Researchers established in vitro models of pathological fibroblast activation using transforming growth factor-β1 (TGF-β1) to stimulate NIH/3T3 cells and primary rat cardiac fibroblasts. For in vivo studies, a mouse model of cardiac fibrosis was induced via intraperitoneal injection of doxorubicin (DOX). The effects of Lycorine (LYC) on TGF-β1-induced fibroblast activation, proliferation, and migration were assessed using Western blotting, quantitative PCR, scratch assays, and EdU staining. Cardiac damage and fibrosis in mice were evaluated by echocardiography, ELISA, and Masson's trichrome staining. Transcriptomic sequencing and bioinformatic analyses identified proline-rich tyrosine kinase 2 (PYK2) as a potential target, which was validated using siPYK2 and the PYK2 inhibitor PF4618433 in TGF-β1-induced NIH/3T3 cells.

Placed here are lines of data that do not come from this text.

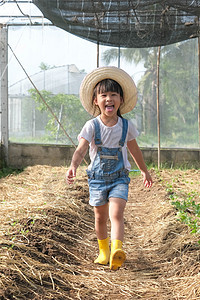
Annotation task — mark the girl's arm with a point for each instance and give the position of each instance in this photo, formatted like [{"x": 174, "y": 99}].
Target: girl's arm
[
  {"x": 136, "y": 154},
  {"x": 77, "y": 158}
]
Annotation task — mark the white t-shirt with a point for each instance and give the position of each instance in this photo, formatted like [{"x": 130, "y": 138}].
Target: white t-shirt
[{"x": 110, "y": 137}]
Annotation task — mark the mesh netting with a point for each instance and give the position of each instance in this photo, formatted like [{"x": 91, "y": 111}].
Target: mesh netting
[{"x": 130, "y": 24}]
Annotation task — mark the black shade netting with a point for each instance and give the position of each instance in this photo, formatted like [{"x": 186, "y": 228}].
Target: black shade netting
[{"x": 129, "y": 24}]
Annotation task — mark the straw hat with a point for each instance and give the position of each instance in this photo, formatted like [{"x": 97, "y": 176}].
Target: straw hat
[{"x": 126, "y": 82}]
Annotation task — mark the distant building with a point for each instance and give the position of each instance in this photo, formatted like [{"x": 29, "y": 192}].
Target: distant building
[
  {"x": 23, "y": 117},
  {"x": 63, "y": 79}
]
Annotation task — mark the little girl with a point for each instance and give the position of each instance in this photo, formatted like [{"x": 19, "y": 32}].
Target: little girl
[{"x": 107, "y": 93}]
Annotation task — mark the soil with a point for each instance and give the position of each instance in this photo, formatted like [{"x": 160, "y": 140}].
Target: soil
[{"x": 48, "y": 243}]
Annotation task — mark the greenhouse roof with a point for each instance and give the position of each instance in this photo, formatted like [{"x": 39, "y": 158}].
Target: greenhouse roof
[{"x": 129, "y": 24}]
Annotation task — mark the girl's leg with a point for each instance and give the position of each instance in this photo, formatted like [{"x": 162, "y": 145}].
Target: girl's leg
[
  {"x": 101, "y": 218},
  {"x": 116, "y": 212}
]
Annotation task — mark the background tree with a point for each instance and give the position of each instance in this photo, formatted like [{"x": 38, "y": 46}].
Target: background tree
[{"x": 68, "y": 110}]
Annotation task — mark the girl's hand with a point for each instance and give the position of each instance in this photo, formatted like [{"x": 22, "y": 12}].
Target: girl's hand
[
  {"x": 147, "y": 179},
  {"x": 71, "y": 173}
]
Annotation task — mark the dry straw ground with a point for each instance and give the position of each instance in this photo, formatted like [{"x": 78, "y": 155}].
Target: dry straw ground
[{"x": 48, "y": 242}]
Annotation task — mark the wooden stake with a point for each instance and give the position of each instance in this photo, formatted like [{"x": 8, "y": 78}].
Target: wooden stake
[{"x": 158, "y": 106}]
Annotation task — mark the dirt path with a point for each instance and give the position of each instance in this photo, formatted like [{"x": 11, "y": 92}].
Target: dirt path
[{"x": 48, "y": 242}]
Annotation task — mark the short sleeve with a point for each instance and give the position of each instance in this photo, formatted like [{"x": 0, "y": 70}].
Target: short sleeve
[
  {"x": 87, "y": 131},
  {"x": 132, "y": 131}
]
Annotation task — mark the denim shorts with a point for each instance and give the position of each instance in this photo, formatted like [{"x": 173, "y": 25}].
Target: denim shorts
[{"x": 101, "y": 190}]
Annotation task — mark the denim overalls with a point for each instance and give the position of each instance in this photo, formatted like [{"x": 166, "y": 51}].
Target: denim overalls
[{"x": 108, "y": 177}]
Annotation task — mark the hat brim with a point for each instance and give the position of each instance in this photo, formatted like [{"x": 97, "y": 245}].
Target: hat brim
[{"x": 126, "y": 82}]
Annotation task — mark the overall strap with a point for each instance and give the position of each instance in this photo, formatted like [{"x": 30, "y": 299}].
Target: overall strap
[
  {"x": 124, "y": 132},
  {"x": 97, "y": 134}
]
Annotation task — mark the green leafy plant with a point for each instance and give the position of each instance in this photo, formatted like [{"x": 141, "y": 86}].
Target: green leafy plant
[{"x": 188, "y": 211}]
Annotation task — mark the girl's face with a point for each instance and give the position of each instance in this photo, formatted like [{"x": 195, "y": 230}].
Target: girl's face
[{"x": 108, "y": 103}]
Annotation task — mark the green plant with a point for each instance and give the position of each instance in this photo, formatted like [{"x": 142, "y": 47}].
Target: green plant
[{"x": 188, "y": 211}]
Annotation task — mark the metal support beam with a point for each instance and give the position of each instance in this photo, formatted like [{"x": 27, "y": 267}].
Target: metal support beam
[{"x": 4, "y": 89}]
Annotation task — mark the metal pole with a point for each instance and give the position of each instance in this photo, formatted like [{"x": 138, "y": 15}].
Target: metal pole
[
  {"x": 97, "y": 54},
  {"x": 158, "y": 106},
  {"x": 119, "y": 57},
  {"x": 4, "y": 89},
  {"x": 199, "y": 88}
]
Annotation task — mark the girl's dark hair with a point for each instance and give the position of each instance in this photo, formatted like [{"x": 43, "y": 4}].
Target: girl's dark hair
[{"x": 108, "y": 85}]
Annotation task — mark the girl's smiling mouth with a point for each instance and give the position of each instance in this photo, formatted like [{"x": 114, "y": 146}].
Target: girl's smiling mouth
[{"x": 109, "y": 107}]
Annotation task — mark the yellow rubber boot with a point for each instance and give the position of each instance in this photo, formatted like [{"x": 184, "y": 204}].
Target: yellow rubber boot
[
  {"x": 104, "y": 252},
  {"x": 117, "y": 256}
]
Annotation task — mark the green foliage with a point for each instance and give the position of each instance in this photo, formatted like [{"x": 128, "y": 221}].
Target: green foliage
[
  {"x": 67, "y": 108},
  {"x": 188, "y": 211},
  {"x": 178, "y": 92}
]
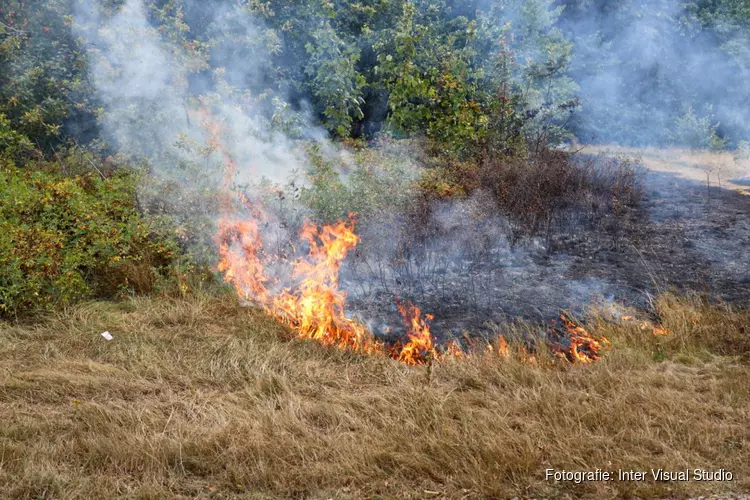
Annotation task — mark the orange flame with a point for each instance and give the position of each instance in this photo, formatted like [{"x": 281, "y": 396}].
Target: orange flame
[
  {"x": 583, "y": 348},
  {"x": 314, "y": 306},
  {"x": 420, "y": 349}
]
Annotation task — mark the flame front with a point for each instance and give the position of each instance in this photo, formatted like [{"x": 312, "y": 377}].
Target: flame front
[
  {"x": 313, "y": 305},
  {"x": 420, "y": 348}
]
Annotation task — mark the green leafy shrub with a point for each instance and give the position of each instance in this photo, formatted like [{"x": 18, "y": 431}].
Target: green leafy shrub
[{"x": 67, "y": 238}]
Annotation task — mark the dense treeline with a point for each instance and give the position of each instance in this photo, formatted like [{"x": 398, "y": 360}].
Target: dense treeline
[
  {"x": 488, "y": 85},
  {"x": 647, "y": 72}
]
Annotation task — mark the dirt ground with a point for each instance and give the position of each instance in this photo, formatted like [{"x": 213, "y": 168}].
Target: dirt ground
[{"x": 687, "y": 236}]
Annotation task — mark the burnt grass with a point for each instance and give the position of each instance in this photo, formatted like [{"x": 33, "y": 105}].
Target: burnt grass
[{"x": 613, "y": 234}]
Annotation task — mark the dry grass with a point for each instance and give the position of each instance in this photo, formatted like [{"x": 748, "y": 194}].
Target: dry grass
[
  {"x": 714, "y": 167},
  {"x": 202, "y": 397}
]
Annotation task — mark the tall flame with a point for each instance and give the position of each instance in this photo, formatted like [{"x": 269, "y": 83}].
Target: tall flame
[{"x": 313, "y": 305}]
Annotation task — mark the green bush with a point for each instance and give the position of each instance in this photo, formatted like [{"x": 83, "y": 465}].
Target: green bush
[{"x": 65, "y": 238}]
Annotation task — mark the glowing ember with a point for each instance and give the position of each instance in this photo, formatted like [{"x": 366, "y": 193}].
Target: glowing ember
[
  {"x": 312, "y": 303},
  {"x": 419, "y": 349},
  {"x": 660, "y": 330},
  {"x": 581, "y": 346}
]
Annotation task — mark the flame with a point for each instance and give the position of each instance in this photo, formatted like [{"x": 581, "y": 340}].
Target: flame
[
  {"x": 502, "y": 347},
  {"x": 660, "y": 330},
  {"x": 420, "y": 349},
  {"x": 582, "y": 348},
  {"x": 312, "y": 304}
]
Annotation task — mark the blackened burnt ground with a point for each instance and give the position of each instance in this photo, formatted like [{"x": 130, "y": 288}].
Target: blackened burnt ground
[{"x": 683, "y": 236}]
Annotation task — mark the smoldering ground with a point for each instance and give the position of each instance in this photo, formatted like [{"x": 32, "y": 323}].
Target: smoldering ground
[{"x": 471, "y": 261}]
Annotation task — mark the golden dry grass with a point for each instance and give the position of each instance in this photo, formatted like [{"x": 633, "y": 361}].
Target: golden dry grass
[{"x": 203, "y": 398}]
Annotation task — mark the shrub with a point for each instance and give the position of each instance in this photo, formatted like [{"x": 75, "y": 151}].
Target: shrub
[{"x": 69, "y": 238}]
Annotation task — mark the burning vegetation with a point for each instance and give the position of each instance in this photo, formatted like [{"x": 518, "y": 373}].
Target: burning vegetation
[{"x": 314, "y": 305}]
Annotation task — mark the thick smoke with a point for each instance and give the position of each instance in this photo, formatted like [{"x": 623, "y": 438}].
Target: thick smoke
[
  {"x": 152, "y": 91},
  {"x": 651, "y": 73},
  {"x": 151, "y": 95}
]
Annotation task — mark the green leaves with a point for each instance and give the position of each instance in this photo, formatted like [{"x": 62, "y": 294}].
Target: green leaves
[{"x": 69, "y": 238}]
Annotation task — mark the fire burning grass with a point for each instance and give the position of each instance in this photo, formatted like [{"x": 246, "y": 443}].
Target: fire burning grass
[
  {"x": 199, "y": 397},
  {"x": 311, "y": 302},
  {"x": 316, "y": 307}
]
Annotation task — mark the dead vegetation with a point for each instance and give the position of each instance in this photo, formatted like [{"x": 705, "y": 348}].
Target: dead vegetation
[{"x": 202, "y": 398}]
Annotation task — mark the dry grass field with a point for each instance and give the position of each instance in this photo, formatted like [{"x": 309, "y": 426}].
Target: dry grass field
[{"x": 204, "y": 398}]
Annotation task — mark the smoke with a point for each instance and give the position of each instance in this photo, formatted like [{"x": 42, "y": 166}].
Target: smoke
[
  {"x": 153, "y": 92},
  {"x": 657, "y": 72},
  {"x": 165, "y": 98}
]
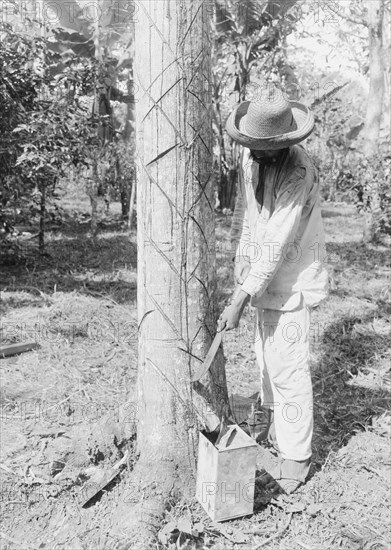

Lycorine effectively suppressed TGF-β1-induced fibroblast activation, proliferation, and migration in vitro. In the doxorubicin-induced mouse model, Lycorine significantly ameliorated cardiac dysfunction and reduced collagen deposition in myocardial tissues, thereby attenuating the progression of cardiac fibrosis. These beneficial effects were mechanistically attributed to Lycorine's regulation of PYK2 expression and activity. Transcriptomic sequencing initially identified PYK2 as a potential target. This finding was further validated in vitro using siPYK2 to knockdown PYK2 and by applying the specific PYK2 inhibitor PF4618433 in TGF-β1-stimulated NIH/3T3 cells, confirming PYK2's critical role in mediating Lycorine's anti-fibrotic actions. The study provides a scientific basis for understanding Lycorine's mechanism in improving cardiac fibrosis.

Lycorine significantly ameliorated cardiac dysfunction and reduced collagen deposition in myocardial tissues, attenuating cardiac fibrosis progression by regulating PYK2 expression and activity.